SOLOPOS.COM - Warga memetik jambu di salah satu kebun di Desa Pranan, Polokarto, Sukoharjo, Sabtu (29/7/2023). (Solopos.com/Magdalena Naviriana Putri)

Solopos.com, SUKOHARJO — Pohon jambu air menjadi salah satu potensi yang dimiliki Desa Pranan, Polokarto, Sukoharjo. Setidaknya 3.500 batang pohon buah ini tumbuh subur di Desa Pranan dan jadi sumber penghidupan bagi warga di sana.

Setiap rumah warga di 16 RT di desa setempat rata-rata memiliki pohon jambu air minimal satu batang. Salah satu petani jambu desa setempat, Sugino, 50, mengatakan butuh waktu tiga tahun biar bisa berbuah, itu pun dengan catatan pohonnya harus terawat.

Promosi Lebaran Zaman Now, Saatnya Bagi-bagi THR Emas dari Pegadaian

Kali pertama menanam pohon Jambu, menurut Sugiono para petani biasanya menggunakan teknik cangkok. Sementara sekitar 20 pohon yang dirawatnya itu kini telah berusia sekitar 10 tahun.

“Dalam setahun para petani jambu dapat memanen hingga empat kali. Tahun ini panen pertama pada saat Lebaran, kemudian bulan ini yang kedua. Perkiraan hingga Oktober-September masih bisa dipanen,” kata Sugino saat bercerita di bawah rindangnya pohon jambu di kebunnya, Sabtu (29/7/2023).

Saat memasuki masa panen, jambu-jambu tersebut tak lantas dipetik dalam waktu bersamaan. Biasanya setiap dua hari sekali masing-masing pohon bisa dipanen.
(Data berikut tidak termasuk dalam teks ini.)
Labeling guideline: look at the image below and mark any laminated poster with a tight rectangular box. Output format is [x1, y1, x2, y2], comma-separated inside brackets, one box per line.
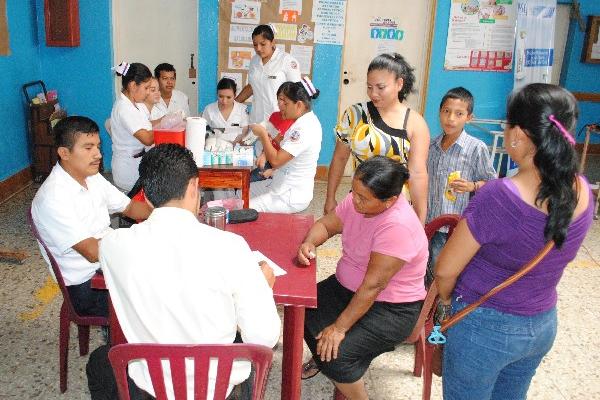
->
[444, 0, 517, 71]
[231, 0, 261, 25]
[290, 45, 313, 75]
[228, 47, 253, 70]
[229, 24, 254, 44]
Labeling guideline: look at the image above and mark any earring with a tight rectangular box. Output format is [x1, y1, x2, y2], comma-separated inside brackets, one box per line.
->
[510, 141, 518, 148]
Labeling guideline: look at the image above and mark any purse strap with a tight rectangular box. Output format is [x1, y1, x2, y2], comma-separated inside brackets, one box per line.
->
[440, 240, 555, 333]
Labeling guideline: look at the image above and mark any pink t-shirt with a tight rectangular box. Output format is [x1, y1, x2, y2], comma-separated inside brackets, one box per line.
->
[335, 192, 428, 303]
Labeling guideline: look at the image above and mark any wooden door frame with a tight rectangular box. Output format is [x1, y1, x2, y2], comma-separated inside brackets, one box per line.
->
[336, 0, 438, 117]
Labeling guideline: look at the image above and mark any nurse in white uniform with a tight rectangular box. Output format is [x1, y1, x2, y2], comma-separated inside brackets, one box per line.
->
[202, 77, 249, 151]
[110, 62, 154, 192]
[249, 77, 322, 213]
[138, 77, 162, 125]
[236, 24, 302, 124]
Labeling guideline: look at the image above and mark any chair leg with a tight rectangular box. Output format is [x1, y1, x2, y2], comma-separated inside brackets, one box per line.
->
[421, 344, 434, 400]
[413, 335, 425, 377]
[59, 302, 70, 393]
[333, 387, 347, 400]
[78, 324, 90, 356]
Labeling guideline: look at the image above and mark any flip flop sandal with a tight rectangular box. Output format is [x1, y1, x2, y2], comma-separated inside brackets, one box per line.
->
[301, 358, 321, 380]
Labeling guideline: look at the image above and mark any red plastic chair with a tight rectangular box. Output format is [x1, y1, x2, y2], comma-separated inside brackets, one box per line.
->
[333, 214, 460, 400]
[108, 343, 274, 400]
[27, 208, 108, 393]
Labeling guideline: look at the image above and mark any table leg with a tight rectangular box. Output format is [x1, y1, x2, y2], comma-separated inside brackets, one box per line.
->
[242, 170, 250, 208]
[108, 298, 127, 346]
[281, 305, 305, 400]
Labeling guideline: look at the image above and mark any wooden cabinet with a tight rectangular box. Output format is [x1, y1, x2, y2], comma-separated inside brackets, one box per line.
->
[28, 101, 60, 181]
[44, 0, 80, 47]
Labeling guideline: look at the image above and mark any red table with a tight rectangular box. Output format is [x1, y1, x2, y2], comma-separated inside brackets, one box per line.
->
[92, 212, 317, 400]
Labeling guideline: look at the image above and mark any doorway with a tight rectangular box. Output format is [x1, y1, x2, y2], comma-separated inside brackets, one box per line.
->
[111, 0, 199, 114]
[338, 0, 437, 174]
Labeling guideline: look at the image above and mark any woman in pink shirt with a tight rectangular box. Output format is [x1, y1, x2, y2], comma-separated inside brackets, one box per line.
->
[297, 156, 428, 400]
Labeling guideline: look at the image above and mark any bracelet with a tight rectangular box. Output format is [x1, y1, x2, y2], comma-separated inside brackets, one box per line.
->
[473, 181, 478, 193]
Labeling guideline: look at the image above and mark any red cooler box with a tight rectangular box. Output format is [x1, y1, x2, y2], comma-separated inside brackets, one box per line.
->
[154, 124, 186, 146]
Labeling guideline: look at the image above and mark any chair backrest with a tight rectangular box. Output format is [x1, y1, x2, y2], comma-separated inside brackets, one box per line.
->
[108, 343, 274, 400]
[404, 214, 460, 343]
[27, 207, 77, 315]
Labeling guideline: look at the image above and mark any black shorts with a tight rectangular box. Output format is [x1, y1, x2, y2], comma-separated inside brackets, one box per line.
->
[304, 275, 422, 383]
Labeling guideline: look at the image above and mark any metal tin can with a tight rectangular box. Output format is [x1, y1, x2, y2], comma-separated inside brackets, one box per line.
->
[205, 206, 226, 230]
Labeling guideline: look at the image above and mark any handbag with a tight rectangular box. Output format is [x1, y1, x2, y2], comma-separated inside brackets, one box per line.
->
[428, 240, 555, 376]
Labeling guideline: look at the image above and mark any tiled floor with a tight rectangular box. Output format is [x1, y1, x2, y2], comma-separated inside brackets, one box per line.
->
[1, 178, 598, 399]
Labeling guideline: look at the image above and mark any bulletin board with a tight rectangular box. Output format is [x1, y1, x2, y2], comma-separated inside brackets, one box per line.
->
[218, 0, 316, 94]
[0, 0, 10, 56]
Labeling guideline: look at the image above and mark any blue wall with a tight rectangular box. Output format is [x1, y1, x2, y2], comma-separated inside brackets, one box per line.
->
[560, 1, 600, 143]
[2, 0, 599, 182]
[35, 0, 115, 161]
[424, 0, 515, 140]
[0, 0, 41, 181]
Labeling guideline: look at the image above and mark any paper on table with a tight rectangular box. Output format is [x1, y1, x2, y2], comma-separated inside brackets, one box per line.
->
[253, 250, 287, 276]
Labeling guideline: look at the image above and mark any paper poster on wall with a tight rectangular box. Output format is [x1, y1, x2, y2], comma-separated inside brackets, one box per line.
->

Tiap pohon rata-rata menghasilkan 1 kuintal buah jambu dalam sekali musim panen.

Biasanya Sugiono merawat pohon-pohon jambu tersebut dengan menggunakan pupuk NPK. Untuk merangsang pohon-pohon tersebut berbuah, ia harus menyemprotkan beberapa vitamin tanaman ke batang-batangnya. Ini agar bunga yang menghasilkan buah jambu bermunculan.

Penyemprotan juga dilakukan pada buah untuk mengantisipasi jamur, lalat buah, ulat, dan hama lain. Penyemprotan ini dilakukan selama dua kali sepekan saat musim kemarau. Sementara ketika musim hujan, perawatannya lebih sulit.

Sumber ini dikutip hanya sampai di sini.